Charting new underwater stones

It was during an extreme Low-Water Spring tide that we suddenly saw something “floating” in the water….

After having enjoyed a great meal in the cockpit something strange became more and more visible next to our anchored boat. It was almost dark and the spring tide was extreme during this full moon night in late summer. We took the binoculars and wondered whether this was a fish, a stick or…. an uncharted stone! 

It’s not the first time I find new stones, which I then report to the chart manufacturers. What was especially surprising this time, however, was that this shallow was situated in direct vicinity of the anchor symbol of several mainstream pilot books. After all, editors cannot survey every corner of an anchorage so they do copy from previous publications obviously… Apparently, this one has gone unnoticed. 

There are exceptions, of course! Antares Charts is a company run by a Scottish enthusiast who surveys anchorages by means of highly sophisticated sonar equipment, driving around the entire bays in order to survey these from edge to edge. Unfortunately, most charts he publishes are made on the Scottish west coast, but if you ever sail here, these are invaluable and highly recommended!

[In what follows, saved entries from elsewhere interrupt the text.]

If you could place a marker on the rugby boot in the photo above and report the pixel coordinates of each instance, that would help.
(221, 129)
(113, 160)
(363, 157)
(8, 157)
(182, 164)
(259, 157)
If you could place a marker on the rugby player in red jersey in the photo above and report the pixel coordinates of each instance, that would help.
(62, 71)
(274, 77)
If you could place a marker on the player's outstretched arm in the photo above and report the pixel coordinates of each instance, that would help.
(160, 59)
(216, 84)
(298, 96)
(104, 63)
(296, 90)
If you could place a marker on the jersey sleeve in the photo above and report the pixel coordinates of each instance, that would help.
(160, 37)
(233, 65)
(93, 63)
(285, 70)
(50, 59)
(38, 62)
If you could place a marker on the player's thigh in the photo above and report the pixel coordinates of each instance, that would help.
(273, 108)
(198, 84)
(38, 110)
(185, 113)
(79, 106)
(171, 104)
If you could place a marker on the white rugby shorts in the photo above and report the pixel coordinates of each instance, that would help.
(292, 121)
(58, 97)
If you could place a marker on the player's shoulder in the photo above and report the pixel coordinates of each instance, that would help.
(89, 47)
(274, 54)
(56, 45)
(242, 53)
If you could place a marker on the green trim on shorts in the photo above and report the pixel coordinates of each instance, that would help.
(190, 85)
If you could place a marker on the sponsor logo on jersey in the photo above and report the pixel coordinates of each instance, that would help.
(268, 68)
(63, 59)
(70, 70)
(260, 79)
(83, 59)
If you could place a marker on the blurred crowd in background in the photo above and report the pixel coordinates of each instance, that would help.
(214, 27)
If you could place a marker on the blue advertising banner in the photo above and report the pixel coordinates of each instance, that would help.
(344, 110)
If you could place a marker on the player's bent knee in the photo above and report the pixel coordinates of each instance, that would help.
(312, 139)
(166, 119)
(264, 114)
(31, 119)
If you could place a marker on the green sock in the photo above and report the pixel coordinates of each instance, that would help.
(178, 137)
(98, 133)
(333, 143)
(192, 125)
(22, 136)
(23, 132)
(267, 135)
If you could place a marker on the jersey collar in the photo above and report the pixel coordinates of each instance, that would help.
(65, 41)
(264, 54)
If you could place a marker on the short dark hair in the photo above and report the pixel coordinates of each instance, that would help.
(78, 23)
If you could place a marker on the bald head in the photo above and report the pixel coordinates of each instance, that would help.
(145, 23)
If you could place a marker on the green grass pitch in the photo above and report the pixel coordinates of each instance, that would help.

On other places, you have to do your own marks on charts. 


The uncharted new stone was just tens of meters NE of the anchor sign along the 5-m contour line!

  Now the question: how does one best mark the stone exactly where it is without the sophisticated sonar equipment that Antares Charts uses? 

Here my SUP and the radar comes in handy! 

I send out my daughters on the SUP with a lead-line. That’s a homemade string with a weight at the end and marked ever half meter. They paddle to the stone in question and take a manual sounding. Then, the hight of tide (HoT) for the time of measure has to be deducted to get to the charted depth. After all, it’s not often that an uncharted stone becomes visible above the surface as during the night in question when we discovered the stone by co-incidence! 

The following morning, the daughters were checking out the newly discovered uncharted stone.

An alternative is, obviously, to use a handheld GPS in order to mark the stone in question, but there is a much faster and cooler alternative! As long as the distance is about 15m or more, even a traditional magnetron radar can be used without fear from radiation, Furuno says. The reason is, of course, that the radiation decreases by the square of the distance. This means that with a distance of approx. 10m radiation is less than using your mobile phone – even with a traditional magnetron radar. 

It’s worth mentioning that a modern solid-state radar has literally no radiation at all, by the way.

The RezBoost-beam sharpening feature on the newest generation Furuno NxT-Radars gives a very exact echo with a fantastic lobe angle. And if your plotter is connected to a high-accuracy satellite heading sensor, the position is easily placed directly onto the plotter. 


The SUP is clearly visible on the radar. The place is marked with a death’s head. (The MOB symbol to NNE is used when checking the holding power of the anchor, but that’s another story…)


In the morning, the stone in question was obviously covered by water due to the tide, but the SUP remains visible by the radar. All you do is to mark the place of the SUP when the girls shout “here!”. On my plotter, I mark these places with a death’s head and add the charted depth in the info-box.